A Wu girl, pouring wine, exhorts us to drink up.
We Nanjing friends are here to see each other off.
Those who must go, and those who don't, each drains his cup.
Go ask the Yangtze, which of these two sooner ends:
Its waters flowing east - the love of parting friends.

Du Fu was born into an impoverished, cadet branch of the royal family, and, despite his prodigious poetic talents, did not pass the imperial civil service exams after repeated attempts (Empress Wu, a concubine of the founding Tang Dynasty Emperor Tai Zong, introduced verse composition into civil service exams during her 15 year reign, prompting a critic to observe that the Chinese thought poets made the best administrators). This effectively hobbled his Confucian aspirations to high office. He spent the rest of his life in penury and desperation, holding minor official posts and suffering horribly during a rebellion from which the Tang Dynasty never recovered.

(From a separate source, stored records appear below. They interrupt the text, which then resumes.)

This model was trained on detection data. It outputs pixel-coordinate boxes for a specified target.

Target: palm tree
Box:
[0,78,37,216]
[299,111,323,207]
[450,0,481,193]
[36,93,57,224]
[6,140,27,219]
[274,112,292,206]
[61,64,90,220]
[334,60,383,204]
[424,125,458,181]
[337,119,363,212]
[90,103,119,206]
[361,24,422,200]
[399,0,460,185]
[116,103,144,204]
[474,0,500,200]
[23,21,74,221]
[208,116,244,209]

Typically, the rebellion was started by a 'barbarian' general named An Lushan, who had managed to gain the trust of Emperor Ming Huang's favorite concubine Yang Guifei. When An Lushan marched on the imperial capital Changan, the court fled the capital. The emperor was powerless to save Yang Guifei from the murderous rage of court officials, who strangled her to death with a silk scarf. Whenever I mentioned this episode to my Chinese friends at university, all of them would automatically assume that I had learnt about it by watching Chinese TV soaps on the topic.

Seth writes: "Du Fu's poetry is informed by deeply suggestive and often sad reflections on society, history, the state and his own disturbed times, all central concerns of Confucianism. But what especially endears him to the Chinese is his wry self-deprecation combined with an intense compassion for the oppressed or dispossessed people of every kind in a time of poverty, famine and war."

The following poem is interpreted either as the universe's indifference to human suffering or life's capacity for renewal and growth in the face of wars and tragedies.

Spring Scene in Time of War
The state lies ruined; hills and streams survive.
Spring in the city; grass and leaves now thrive.
Moved by the times the flowers shed their dew.
The birds seem startled; they hate parting too.
The steady beacon fires are three months old.
A word from home is worth a ton of gold.
I scratch my white hair, which has grown so thin
It soon won't let me stick my hatpin in.

Du Fu was too poor to keep his family in the capital Changan. In the following poem, he pines for his family in a moonlit night in Changan:

Moonlit Night
In Fuzhou, far away, my wife is watching
The moon alone tonight, and my thoughts fill
With sadness for my children, who can't think
Of me here in Changan; they're too young still.
Her cloud-soft hair is moist with fragrant mist.
In the clear light her white arms sense the chill.
When will we feel the moonlight dry our tears,
Leaning together on our window-sill?

Sunday, June 6, 2010

On Climbing Orchid Mountain In The Autumn To Zhang

By Meng Haoran
On a northern peak among white clouds
You have found your hermitage of peace;
And now, as I climb this mountain to see you,
High with the wildgeese flies my heart.
The quiet dusk might seem a little sad
If this autumn weather were not so brisk and clear;
I look down at the river bank, with homeward-bound villagers
Resting on the sand till the ferry returns;
There are trees at the horizon like a row of grasses
And against the river's rim an island like the moon
I hope that you will come and meet me, bringing a basket of wine --
And we'll celebrate together the Mountain Holiday.